AlphaFold2 SLiM screen for LC3-LIR interactions in autophagy

Abstract

In selective autophagy, cargo recruitment is mediated by LC3-interacting regions (LIRs)/Atg8-interacting motifs (AIMs) in the cargo or cargo receptor proteins. The binding of these motifs to LC3/Atg8 proteins at the phagophore membrane is often modulated by post-translational modifications, especially phosphorylation. As a challenge for computational LIR predictions, sequences may contain the short canonical (W/F/Y)XX(L/I/V) motif without being functional. Conversely, LIRs may be formed by non-canonical but functional sequence motifs. AlphaFold2 has proven to be useful for LIR predictions, even if some LIRs are missed and proteins with thousands of residues reach the limits of computational feasibility.
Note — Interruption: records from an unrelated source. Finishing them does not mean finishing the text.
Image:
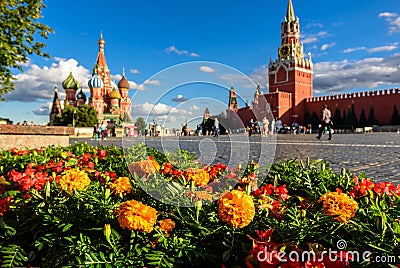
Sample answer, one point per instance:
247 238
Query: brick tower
291 74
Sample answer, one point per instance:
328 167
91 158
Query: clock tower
291 73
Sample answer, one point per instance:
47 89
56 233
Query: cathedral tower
125 101
70 85
56 107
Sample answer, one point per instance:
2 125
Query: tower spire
290 12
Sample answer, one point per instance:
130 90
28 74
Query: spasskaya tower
290 74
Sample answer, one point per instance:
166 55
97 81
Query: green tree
85 116
82 116
140 124
19 28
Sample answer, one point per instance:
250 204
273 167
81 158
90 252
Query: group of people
326 122
25 123
102 131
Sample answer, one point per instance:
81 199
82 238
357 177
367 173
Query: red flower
90 165
86 157
384 187
264 235
4 205
101 154
361 188
167 168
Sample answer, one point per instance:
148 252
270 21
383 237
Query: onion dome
71 82
114 94
81 95
95 82
123 83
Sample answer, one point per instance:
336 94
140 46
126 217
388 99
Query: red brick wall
383 102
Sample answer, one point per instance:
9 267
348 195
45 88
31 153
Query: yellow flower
121 186
134 215
198 175
144 167
74 179
167 226
339 205
236 208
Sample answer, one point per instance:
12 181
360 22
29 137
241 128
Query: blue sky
354 46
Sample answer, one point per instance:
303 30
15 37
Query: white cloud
353 49
313 38
393 19
372 50
173 49
326 46
37 83
134 71
159 109
336 77
43 109
382 48
132 85
195 108
152 82
206 69
179 98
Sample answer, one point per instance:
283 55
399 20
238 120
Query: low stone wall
33 136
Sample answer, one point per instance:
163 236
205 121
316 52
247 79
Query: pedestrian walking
326 122
216 128
265 127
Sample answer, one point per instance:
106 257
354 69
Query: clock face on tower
284 51
299 52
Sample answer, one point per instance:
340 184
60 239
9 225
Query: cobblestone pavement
375 154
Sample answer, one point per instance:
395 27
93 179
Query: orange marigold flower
134 215
144 167
339 205
121 186
236 208
167 226
74 179
198 175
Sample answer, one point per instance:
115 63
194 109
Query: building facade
290 89
111 101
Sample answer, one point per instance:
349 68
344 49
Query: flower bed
80 206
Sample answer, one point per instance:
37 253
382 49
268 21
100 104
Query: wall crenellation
390 91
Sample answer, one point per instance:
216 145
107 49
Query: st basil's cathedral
111 101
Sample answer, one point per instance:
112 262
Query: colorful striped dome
123 83
70 82
114 94
95 82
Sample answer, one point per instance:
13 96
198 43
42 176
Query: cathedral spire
290 12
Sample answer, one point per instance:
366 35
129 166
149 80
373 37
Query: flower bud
107 231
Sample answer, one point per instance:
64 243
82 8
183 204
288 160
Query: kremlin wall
289 98
290 90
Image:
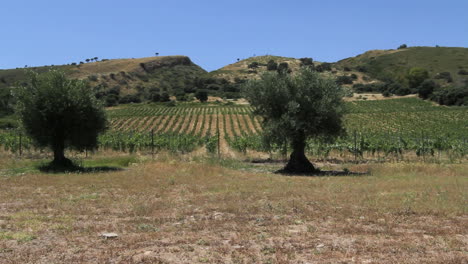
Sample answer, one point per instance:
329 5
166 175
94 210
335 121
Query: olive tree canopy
59 113
296 107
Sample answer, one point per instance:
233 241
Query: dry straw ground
181 211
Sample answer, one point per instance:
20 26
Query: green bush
165 97
272 65
426 89
253 65
202 96
403 46
463 72
445 76
344 80
130 98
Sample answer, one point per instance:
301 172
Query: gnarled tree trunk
59 155
298 162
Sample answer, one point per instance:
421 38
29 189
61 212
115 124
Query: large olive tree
60 113
296 107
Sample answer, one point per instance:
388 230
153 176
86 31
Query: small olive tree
60 113
295 108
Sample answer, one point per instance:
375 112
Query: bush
253 65
306 61
93 78
445 76
426 89
165 97
371 87
361 68
463 72
111 100
7 123
155 97
272 65
452 96
386 94
403 46
283 68
323 67
344 80
130 98
416 76
202 96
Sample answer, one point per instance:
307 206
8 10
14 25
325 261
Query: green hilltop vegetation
381 64
118 81
436 73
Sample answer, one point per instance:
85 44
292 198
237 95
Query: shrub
403 46
323 67
452 96
111 100
445 76
253 65
361 68
181 97
93 78
155 97
463 72
344 80
426 89
306 61
386 94
272 65
130 98
202 96
165 97
416 76
283 68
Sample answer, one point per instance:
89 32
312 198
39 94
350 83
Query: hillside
121 80
241 69
395 64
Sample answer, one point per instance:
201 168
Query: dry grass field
181 210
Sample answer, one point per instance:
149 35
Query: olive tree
295 108
60 113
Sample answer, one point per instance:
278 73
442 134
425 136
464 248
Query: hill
442 63
120 80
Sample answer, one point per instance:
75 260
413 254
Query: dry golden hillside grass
115 66
176 211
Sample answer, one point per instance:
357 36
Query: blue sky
216 33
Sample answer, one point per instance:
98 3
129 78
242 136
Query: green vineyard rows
387 127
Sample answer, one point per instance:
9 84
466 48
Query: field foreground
187 212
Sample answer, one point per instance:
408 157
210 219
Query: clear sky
214 33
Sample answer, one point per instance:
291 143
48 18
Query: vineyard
375 129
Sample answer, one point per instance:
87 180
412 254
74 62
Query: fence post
152 144
355 146
219 141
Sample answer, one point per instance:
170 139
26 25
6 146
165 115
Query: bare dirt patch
180 212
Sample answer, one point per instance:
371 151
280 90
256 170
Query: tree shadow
51 168
320 173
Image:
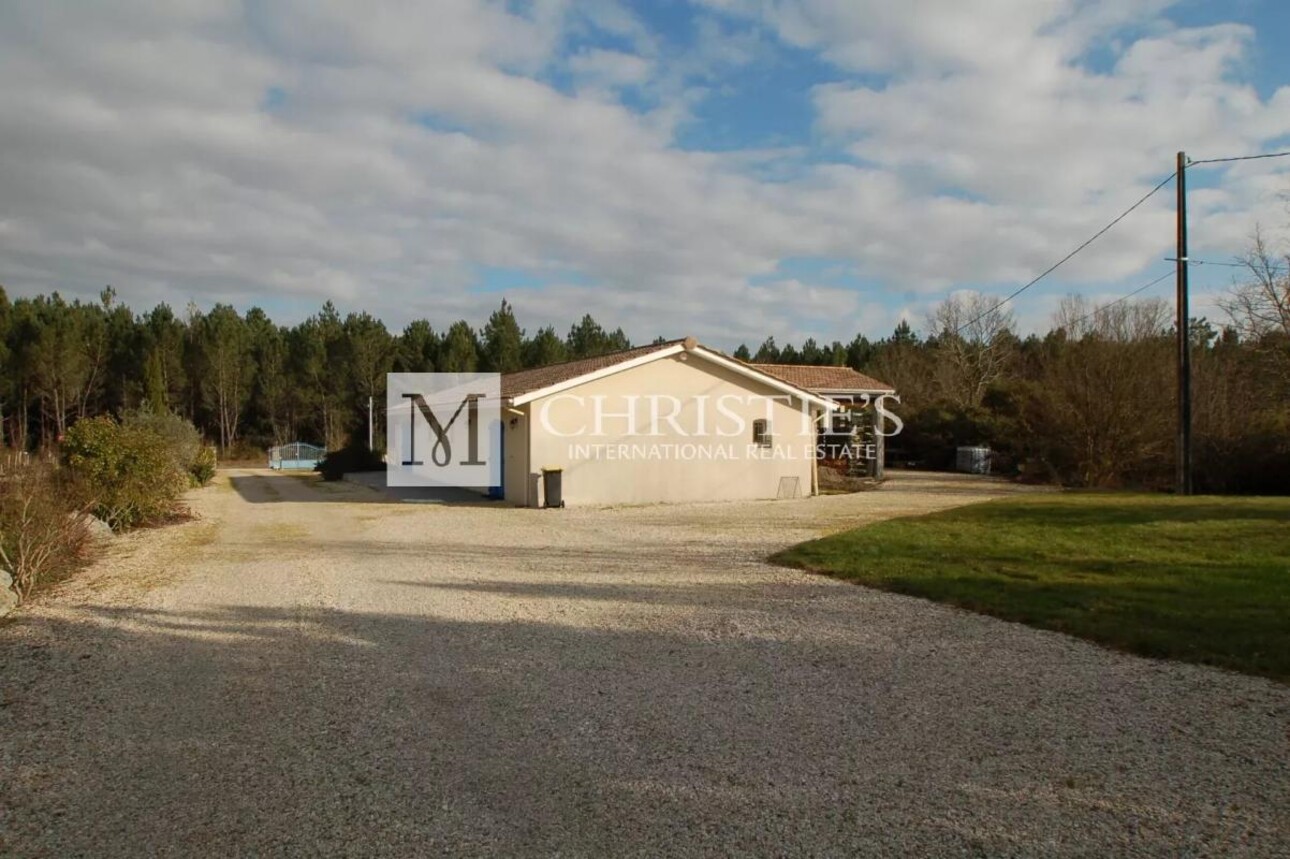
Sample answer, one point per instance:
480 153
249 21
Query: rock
8 597
97 528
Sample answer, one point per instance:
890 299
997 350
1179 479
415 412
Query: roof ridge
596 357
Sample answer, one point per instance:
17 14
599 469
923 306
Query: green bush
203 468
128 471
351 458
181 439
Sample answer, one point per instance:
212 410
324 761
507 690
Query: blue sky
726 168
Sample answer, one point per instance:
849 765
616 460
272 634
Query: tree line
1088 403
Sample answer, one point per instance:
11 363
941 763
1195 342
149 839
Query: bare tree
1259 307
1104 399
974 346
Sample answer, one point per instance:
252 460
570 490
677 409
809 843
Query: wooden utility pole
1184 347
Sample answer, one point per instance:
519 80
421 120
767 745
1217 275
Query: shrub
351 458
203 468
43 534
181 439
128 471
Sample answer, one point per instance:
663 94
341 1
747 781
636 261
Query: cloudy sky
720 168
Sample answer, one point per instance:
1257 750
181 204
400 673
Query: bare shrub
44 537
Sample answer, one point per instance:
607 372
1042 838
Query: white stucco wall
666 461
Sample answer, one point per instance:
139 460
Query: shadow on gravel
250 730
271 486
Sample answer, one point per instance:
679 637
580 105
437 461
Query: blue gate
296 457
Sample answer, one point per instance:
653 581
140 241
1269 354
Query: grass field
1201 579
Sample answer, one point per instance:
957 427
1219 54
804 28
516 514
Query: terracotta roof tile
822 379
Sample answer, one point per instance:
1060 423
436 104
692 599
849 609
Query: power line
1241 157
1208 262
1121 299
1064 259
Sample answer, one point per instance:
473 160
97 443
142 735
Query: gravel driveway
308 670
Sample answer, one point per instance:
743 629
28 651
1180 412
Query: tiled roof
542 377
822 379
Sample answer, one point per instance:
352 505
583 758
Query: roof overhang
689 348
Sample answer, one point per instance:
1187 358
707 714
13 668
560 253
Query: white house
670 422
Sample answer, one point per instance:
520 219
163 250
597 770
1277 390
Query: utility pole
1184 347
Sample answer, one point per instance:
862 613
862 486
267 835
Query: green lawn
1202 579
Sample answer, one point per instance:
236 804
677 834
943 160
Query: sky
728 169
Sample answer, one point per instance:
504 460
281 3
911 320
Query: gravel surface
308 670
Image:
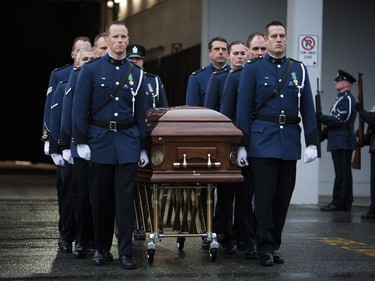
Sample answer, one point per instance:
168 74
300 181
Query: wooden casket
191 145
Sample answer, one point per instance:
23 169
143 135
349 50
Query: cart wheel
180 243
150 255
213 254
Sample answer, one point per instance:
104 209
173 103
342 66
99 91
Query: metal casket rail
191 145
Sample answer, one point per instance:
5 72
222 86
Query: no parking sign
308 49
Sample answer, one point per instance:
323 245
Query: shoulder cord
156 92
134 93
301 87
276 90
350 107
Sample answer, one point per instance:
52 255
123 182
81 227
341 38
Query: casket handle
185 165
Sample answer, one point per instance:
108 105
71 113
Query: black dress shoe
251 253
79 251
229 249
266 260
128 262
65 247
369 216
98 258
332 208
277 257
206 244
139 234
108 256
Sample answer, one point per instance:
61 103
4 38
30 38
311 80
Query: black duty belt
281 119
112 125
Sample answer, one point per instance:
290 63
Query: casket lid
191 120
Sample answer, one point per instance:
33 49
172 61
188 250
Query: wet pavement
316 245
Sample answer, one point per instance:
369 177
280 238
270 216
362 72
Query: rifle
319 125
356 163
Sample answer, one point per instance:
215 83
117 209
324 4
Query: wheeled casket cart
190 148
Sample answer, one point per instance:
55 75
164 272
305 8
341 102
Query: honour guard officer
109 129
198 80
57 75
196 91
247 238
369 139
156 96
100 44
256 48
215 88
341 141
81 200
68 232
272 92
225 192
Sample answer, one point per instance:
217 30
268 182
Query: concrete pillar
304 41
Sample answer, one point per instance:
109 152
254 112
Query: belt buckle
112 126
282 118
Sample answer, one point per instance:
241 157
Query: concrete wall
347 43
166 23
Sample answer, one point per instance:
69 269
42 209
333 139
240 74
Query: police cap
135 51
343 75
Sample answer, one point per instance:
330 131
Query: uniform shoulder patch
295 60
95 59
150 74
254 59
236 70
220 71
199 70
61 67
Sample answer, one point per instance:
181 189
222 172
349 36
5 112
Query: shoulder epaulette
254 59
150 74
199 70
220 71
235 70
95 59
295 60
61 67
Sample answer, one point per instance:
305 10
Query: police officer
272 92
369 139
82 208
225 192
156 96
244 223
341 141
196 92
198 80
58 75
100 44
109 129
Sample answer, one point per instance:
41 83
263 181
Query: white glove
67 155
310 154
242 157
84 151
46 147
57 159
143 159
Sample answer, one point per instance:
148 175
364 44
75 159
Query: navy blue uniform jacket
96 81
268 139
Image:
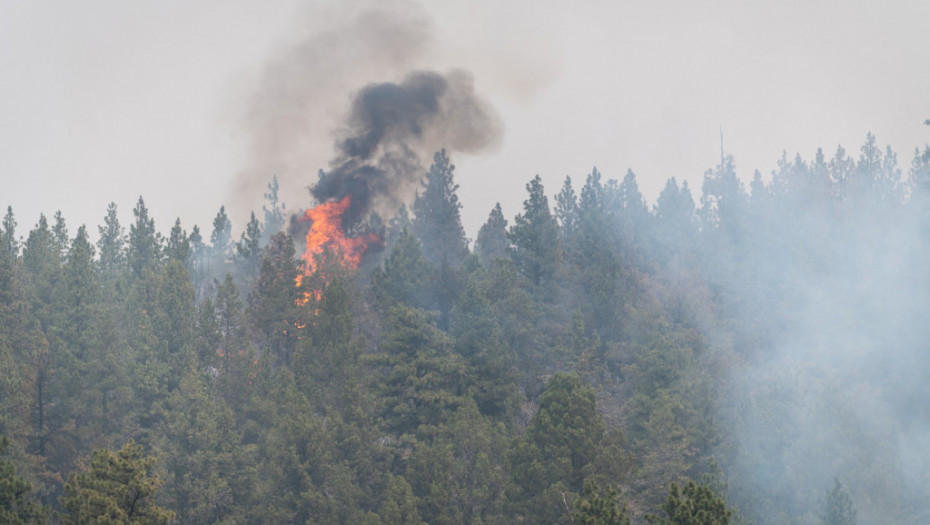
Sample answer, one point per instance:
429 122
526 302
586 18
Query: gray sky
106 100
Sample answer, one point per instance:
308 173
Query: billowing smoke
362 73
391 131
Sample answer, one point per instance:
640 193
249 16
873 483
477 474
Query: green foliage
144 251
116 488
692 505
492 242
406 277
437 222
16 506
550 462
599 507
423 382
535 237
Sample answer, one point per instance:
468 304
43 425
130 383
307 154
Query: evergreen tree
593 508
692 505
557 452
112 243
220 242
492 242
406 276
274 212
273 301
437 221
117 488
566 209
179 246
144 242
60 230
16 506
10 243
535 237
249 252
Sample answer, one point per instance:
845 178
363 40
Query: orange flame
327 241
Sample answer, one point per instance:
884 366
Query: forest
752 353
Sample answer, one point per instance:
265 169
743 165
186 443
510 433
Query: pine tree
550 463
144 242
179 246
112 243
593 508
692 505
535 237
16 506
492 242
117 488
437 221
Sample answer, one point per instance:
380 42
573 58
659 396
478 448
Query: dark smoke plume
393 128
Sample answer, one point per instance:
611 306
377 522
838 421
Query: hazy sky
103 101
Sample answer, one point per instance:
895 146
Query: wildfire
327 241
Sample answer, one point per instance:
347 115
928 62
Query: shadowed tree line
572 365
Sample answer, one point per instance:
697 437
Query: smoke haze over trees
757 351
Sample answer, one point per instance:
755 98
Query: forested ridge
750 354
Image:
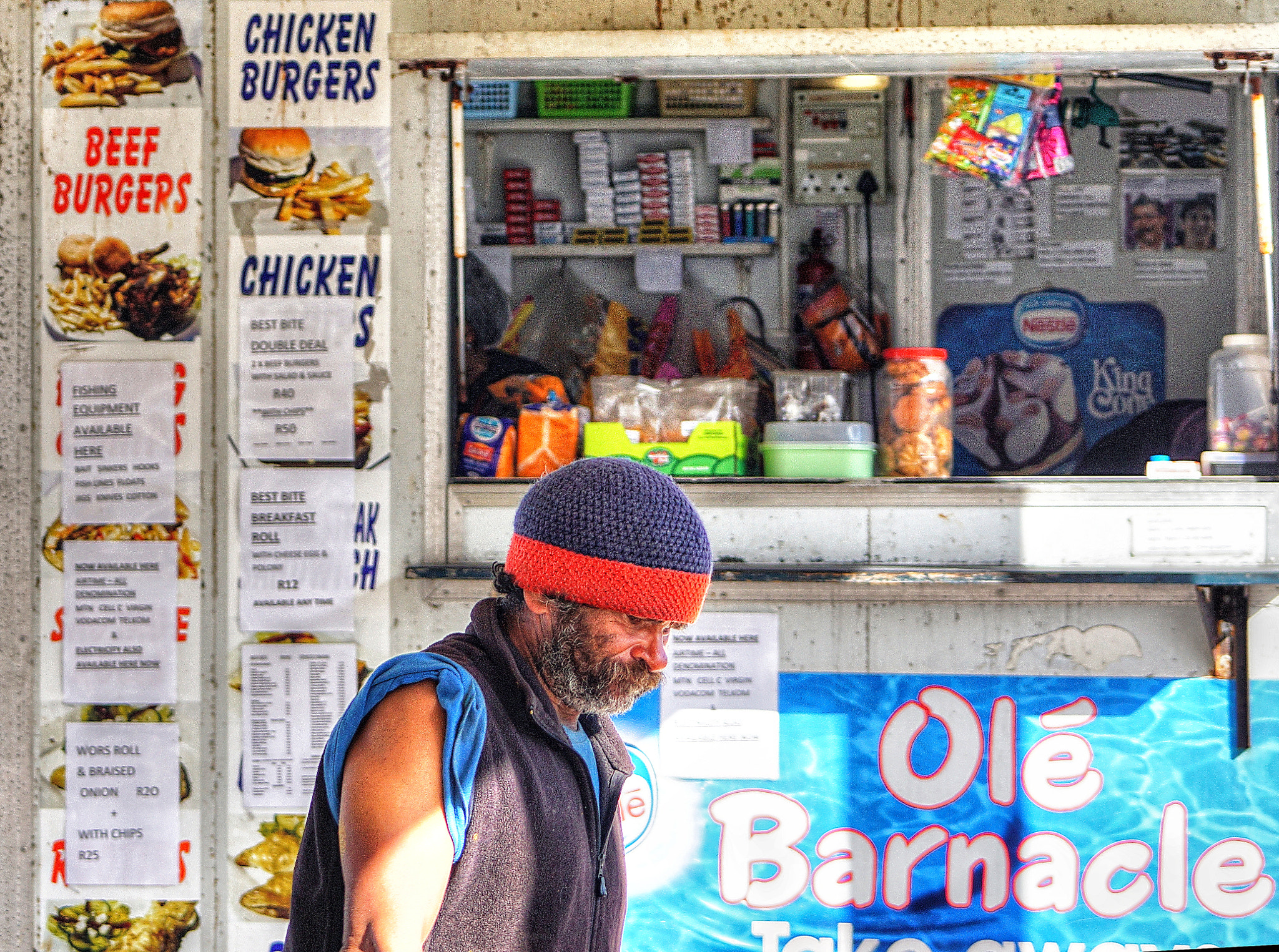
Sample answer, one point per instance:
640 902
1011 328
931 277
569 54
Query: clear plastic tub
814 432
796 460
1240 415
811 395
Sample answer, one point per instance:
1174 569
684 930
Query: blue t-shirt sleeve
465 725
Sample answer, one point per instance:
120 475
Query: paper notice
728 142
1200 529
118 441
296 375
1170 270
296 550
1076 255
719 702
979 271
1089 201
122 804
119 621
721 744
659 273
294 694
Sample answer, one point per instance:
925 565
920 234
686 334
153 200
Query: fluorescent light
861 82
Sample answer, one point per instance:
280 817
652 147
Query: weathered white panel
929 536
1126 536
832 534
1064 639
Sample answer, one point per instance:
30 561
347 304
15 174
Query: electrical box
838 134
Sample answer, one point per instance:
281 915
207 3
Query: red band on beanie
664 594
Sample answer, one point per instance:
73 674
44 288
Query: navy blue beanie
613 533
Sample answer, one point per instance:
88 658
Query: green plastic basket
576 99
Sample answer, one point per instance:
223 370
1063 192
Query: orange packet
549 436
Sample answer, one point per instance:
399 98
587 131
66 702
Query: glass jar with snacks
1240 415
912 393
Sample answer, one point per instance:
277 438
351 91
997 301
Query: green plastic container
582 99
819 460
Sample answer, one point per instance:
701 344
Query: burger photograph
118 54
289 179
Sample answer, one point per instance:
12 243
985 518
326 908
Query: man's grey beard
573 671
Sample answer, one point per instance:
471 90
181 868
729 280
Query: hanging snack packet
659 338
1050 154
970 100
488 446
989 129
549 436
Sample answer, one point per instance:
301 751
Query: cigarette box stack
548 228
518 185
654 185
681 165
706 224
626 199
593 168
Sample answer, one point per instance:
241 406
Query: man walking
467 799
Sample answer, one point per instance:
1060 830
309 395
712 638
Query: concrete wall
483 16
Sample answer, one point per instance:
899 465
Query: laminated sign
1040 380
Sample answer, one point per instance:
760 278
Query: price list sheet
122 804
296 376
294 695
296 550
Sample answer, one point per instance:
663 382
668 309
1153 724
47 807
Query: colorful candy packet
989 128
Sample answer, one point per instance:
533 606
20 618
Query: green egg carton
582 99
713 449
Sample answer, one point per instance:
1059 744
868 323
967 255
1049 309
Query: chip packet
488 446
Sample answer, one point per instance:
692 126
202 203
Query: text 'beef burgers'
275 161
145 35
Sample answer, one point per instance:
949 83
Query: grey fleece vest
536 875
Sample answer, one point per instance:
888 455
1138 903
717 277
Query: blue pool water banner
967 814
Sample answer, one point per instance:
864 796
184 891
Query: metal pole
460 222
1265 222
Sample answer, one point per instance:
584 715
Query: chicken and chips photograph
107 290
289 179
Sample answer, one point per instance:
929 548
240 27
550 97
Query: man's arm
397 853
We present a fragment-based approach to address these limitations. We find that fragment length and phosphomimetic mutations modulate the interactions predicted by AlphaFold2. Systematic fragment screening for a range of target proteins yields structural models for interactions that AlphaFold2 and AlphaFold3 fail to predict for full-length targets. We provide guidance on fragment choice, sequence tuning, and LC3 isoform effects for optimal LIR screens. Finally, we also test the transferability of this general framework to SUMO-SIM interactions, another type of protein-protein interaction involving short linear motifs (SLiMs).